Now let's try and remove the multiplicator from your parsed hash. Like so:

class MyDocument
  include AwesomeXML

  set_context 'document/items'
  node :multiplicator, :integer, attribute: true, private: true
  node :item_values, :integer, array: :true, xpath: './item/@value'

  def item_values
    @item_values.map { |value| value * multiplicator }
  end
end
my_document.to_hash
=> {:item_values=>[100, 200, 300]}

Awesome.

:default and :default_empty

Using these options, you can control what happens in case the tag or attribute you wanted to parse is empty or doesn't even exist. For the former, use :default_empty, for the latter, use :default.

More node types

Let's talk about duration nodes. As you may remember, :duration is of the native types for .node. They return ActiveSupport::Duration objects, which interact freely with each other and with Time and DateTime objects. The special thing about them is that they take a mandatory :format option. There, you can specify the format in which the duration you want to parse is available. The format is given in the form of a duration format string with an easy syntax.

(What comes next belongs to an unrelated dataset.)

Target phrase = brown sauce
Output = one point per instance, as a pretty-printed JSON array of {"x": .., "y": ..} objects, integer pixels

Basically, you emulate the format of the given duration string and replace the numbers with instructions how to treat them. The syntax is "{#{unit}#{parse_length}}". The unit can be one of D, H, M, or S (or their lowercase variants), representing days, hours, minutes, and seconds. The parse_length tells the parser how many digits to look for, and can be any integer.

For example, let's say you want to parse a duration string that looks like '1234', where the first two digits stand for minutes and the last two for seconds. To parse this correctly, use the format string '{M2}{S2}'. Easy enough.

What, though, if the number of digits vary? Maybe your duration string sometimes looks like '12m34', but when the numbers are single digit, it looks like '2m1'. In this case, just don't specify a parse_length. Everything up to the following character (or the end of the duration string) will be treated as going into the parsed value. The format string that would parse you the correct duration would be '{M}m{S}'.